Luiz Felipe Moura explicou que, obedecendo a uma sazonalidade anual, o custo do litro do álcool tende a despencar nos postos amazonenses em até três meses após a alta da produção no restante do país, devido à desvantagem da logística em relação aos outros Estados.
“Essa queda nos preços já aconteceu mesmo em Estados vizinhos como o Pará ou Rondônia. Na medida em que o mercado local vai consumindo mais álcool, a tendência dos preços é novamente se estabilizar. Entretanto, só o desempenho direto nas bombas é que vai influenciar na permanência por mais um mês do baixo preço do álcool”, asseverou o titular do Sindicam, apresentando dados da ANP (Agência Nacional de Petróleo) os quais, paralelamente aos estudos do sindicato, apontam que, no quarto bimestre, o custo do litro de álcool na região Norte despencou de R$ 1,619 para R$ 1,359.

Falta
logística
Na análise da representante dos Postos ALG, Lygia Mattos, o velho problema da falta de logística pode emperrar a manutenção por longo prazo dos preços praticados nos postos de Manaus. Lygia defendeu a idéia de que o Amazonas deveria disponibilizar áreas para a criação de usinas e produção canavieira, a fim de alcançar a auto-sustentabilidade ou pelo menos parte dela, igualando-se à realidade dos grandes centros fabris.

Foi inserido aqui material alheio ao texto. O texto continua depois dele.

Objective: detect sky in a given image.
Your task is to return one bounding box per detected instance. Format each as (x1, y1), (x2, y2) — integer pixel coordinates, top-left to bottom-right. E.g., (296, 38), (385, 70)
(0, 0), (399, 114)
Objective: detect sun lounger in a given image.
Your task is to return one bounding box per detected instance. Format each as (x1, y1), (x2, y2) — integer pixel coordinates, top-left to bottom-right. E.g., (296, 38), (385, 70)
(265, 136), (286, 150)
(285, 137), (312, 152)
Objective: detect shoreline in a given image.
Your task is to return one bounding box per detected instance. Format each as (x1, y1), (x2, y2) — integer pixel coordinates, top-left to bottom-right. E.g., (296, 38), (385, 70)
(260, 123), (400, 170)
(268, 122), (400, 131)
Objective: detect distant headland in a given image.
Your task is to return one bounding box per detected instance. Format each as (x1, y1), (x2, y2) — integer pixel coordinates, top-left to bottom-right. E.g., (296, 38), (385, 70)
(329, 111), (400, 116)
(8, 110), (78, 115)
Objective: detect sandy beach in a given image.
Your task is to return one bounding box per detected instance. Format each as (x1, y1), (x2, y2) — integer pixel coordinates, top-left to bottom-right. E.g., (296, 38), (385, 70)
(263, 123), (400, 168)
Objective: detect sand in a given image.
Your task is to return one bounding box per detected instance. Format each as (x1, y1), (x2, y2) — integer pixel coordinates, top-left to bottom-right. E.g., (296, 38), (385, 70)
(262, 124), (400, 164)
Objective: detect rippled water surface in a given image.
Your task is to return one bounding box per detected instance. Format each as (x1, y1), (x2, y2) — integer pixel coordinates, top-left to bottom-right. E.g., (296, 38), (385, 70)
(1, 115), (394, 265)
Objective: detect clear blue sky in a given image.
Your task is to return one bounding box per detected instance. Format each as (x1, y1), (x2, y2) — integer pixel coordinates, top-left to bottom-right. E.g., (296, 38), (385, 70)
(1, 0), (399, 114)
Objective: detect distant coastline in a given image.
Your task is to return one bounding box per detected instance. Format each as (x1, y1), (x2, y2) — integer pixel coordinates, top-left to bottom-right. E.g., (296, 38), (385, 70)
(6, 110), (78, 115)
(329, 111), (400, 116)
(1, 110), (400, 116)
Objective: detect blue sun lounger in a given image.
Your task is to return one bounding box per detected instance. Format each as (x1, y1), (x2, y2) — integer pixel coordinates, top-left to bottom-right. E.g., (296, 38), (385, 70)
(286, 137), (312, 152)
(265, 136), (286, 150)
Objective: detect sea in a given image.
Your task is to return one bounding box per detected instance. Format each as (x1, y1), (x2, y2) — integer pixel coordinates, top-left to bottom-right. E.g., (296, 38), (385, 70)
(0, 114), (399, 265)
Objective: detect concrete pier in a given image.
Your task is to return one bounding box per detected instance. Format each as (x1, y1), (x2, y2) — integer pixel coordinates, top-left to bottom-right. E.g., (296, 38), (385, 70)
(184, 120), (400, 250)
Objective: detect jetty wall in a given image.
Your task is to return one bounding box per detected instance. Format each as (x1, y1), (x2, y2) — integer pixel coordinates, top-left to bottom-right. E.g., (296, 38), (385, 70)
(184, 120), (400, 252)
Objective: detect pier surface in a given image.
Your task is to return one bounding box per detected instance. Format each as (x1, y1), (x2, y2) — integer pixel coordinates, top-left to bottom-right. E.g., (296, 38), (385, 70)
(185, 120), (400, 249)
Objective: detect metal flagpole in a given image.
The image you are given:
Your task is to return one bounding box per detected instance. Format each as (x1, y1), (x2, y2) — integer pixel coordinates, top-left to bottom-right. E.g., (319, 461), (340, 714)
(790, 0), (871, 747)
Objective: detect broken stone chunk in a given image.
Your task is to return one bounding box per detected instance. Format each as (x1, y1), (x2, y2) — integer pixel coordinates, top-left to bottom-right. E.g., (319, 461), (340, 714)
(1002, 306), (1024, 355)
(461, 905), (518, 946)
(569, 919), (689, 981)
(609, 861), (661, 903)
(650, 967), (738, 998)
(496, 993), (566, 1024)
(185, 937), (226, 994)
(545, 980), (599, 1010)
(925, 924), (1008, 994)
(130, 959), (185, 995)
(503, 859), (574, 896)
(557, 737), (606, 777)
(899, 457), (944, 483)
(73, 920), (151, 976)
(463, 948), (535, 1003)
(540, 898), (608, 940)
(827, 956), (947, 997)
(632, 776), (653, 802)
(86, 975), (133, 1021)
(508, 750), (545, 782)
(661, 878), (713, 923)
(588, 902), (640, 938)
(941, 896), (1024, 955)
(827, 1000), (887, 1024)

“Atualmente, grande parte dos carros brasileiros já trazem como item de série motores bicombustíveis, atual tendência de mercado. Isto permite um consumo maior de álcool, principalmente em Manaus, onde o valor da gasolina é considerado pelo consumidor como um dos mais altos do país”, assegurou a executiva.

Melhorias
imediatas
Mas para o gerente-geral dos Postos PetroAmazon, Everaldo Reis, o caráter sa-zonal do custo do álcool hidratado impede a ampliação do comércio sucroalcooleiro e os avanços na distribuição na capital amazonense. O executivo reclamou que o governo, como forma de incentivar a venda do biocombustível, precisaria efetivar melhorias no setor para dar reais garantias de mercado competitivo para os donos de postos.
“Essa carência de condições mais apropriadas, nos levou a abandonar por completo a venda de álcool hidratado”, explicou Reis.
A validade do preço cobrado em Manaus, entretanto, longe de parecer uma discussão de longa data, foi bem aceita pelo consumidor na região Norte, segundo o estudo divulgado apresentado pela empresa Ticket Car na última quinta-feira. Na pesquisa, a empresa apontou que em apenas seis estados brasileiros (Acre, Amapá, Pará, Piauí, Roraima e Sergipe), a gasolina ainda é mais vantajosa que o álcool.
Conforme os dados da Ticket, em agosto, o prelo da gasolina, com 25% de álcool anidro em sua compo-sição, saltou de R$ 2,546 para R$ 2,486, o que representa uma redução de 2,36% frente ao mesmo mês do a-no anterior. Os demais combustíveis não tiveram discretas variações. O litro do diesel caiu 0,21%.